In the present performance, Friedrich Heinrich Kern plays the verrophone, a modern version of the glass harmonica using tuned glass tubes, invented in 1983 by Sascha Reckert.

Thus it gives a contemporary presentation of the sound rather than a “period instrument” re-creation. Mr. Kern has made subtle modifications in Mozart’s score to accommodate the differences in playing technique between the two instruments. Because the verrophone can produce more volume than the glass harmonica, the instrument is perfectly suited for Mozart’s quintet—a captivating, rarely heard piece that turned out to be the last chamber work from the master’s pen.


The Adagio’s dramatic C minor outer sections alternate powerful chords with delicate ruminating passages. The contrast of the solemn and the ethereal brings to mind Mozart’s opera The Magic Flute, which he was composing contemporaneously. His turn to the major mode brings a graceful middle section that features a lovely keyboard melody interspersed with comments by the quartet.

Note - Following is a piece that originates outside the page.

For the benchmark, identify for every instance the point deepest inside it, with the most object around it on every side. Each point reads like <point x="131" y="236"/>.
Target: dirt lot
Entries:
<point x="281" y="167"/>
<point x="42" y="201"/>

Throughout both movements Mozart takes special care to alternate the keyboard with the other instruments, making the London critic’s complaint seem querulous.


Mozart’s treatment of the deceptively simple main theme of the Rondo shows sophistication in its many decorative variants that keep the ear engaged. The form is also a masterful infusion of rondo and sonata form. Most striking are the intervening sections that use a descending chordal pattern—which also receives its share of variation—to launch some ravishing modulations.